As previously disclosed, on October 5, 2021 (the "Agreement Date"), Ouster, Inc., a Delaware corporation (the "Company"), Sparrow Acquisition Sub., Inc., a Delaware corporation and wholly owned subsidiary of the Company ("Merger Sub"), Sense Photonics, Inc., a Delaware corporation ("Sense"), and Fortis Advisors LLC, solely in its capacity as the representative of securityholders of Sense ("Holders' Agent"), entered into an Agreement and Plan of Merger and Plan of Reorganization (the "Merger Agreement"), pursuant to which, and subject to the terms and conditions set forth in the Merger Agreement, Merger Sub agreed to merge with and into Sense (the "Merger"), with Sense surviving the Merger as a wholly owned subsidiary of the Company. A copy of the Merger Agreement was attached as Exhibit 2.1 to the Form 8-K filed by the Company with the Securities and Exchange Commission on October 5, 2021.

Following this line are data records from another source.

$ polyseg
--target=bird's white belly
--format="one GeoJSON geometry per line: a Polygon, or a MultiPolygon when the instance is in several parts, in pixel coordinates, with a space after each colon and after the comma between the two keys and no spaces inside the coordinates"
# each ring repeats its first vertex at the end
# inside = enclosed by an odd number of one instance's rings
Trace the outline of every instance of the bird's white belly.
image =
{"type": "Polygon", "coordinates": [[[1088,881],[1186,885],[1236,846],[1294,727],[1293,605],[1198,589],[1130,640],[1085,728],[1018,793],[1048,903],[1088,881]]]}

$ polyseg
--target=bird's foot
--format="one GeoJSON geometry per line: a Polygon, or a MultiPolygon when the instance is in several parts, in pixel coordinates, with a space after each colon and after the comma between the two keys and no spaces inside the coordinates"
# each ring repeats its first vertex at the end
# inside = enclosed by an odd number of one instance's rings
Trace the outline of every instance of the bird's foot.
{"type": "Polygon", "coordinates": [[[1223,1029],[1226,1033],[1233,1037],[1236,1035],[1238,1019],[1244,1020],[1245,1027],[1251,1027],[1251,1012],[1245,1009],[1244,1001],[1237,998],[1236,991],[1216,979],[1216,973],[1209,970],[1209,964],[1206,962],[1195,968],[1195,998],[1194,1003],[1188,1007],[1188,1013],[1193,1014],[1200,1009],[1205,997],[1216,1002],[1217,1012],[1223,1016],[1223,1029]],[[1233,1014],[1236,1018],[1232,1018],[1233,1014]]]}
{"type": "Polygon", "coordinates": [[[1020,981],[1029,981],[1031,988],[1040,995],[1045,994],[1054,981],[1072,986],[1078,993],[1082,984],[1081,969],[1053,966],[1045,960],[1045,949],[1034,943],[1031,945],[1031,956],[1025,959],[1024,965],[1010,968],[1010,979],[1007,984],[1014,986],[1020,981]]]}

On October 22, 2021, the transactions contemplated by the Merger Agreement were consummated and the Company issued approximately 10 million shares of common stock as consideration for the Merger, inclusive of approximately 0.8 million shares underlying assumed options and approximately 1.6 million shares which have been initially held back by the Company for purposes of satisfying any post-closing purchase price adjustments and indemnification claims under the Merger Agreement. In addition, approximately 4.5 million restricted stock units issued to employees of Sense immediately prior to the Merger as retention incentives were assumed by the Company pursuant Merger Agreement.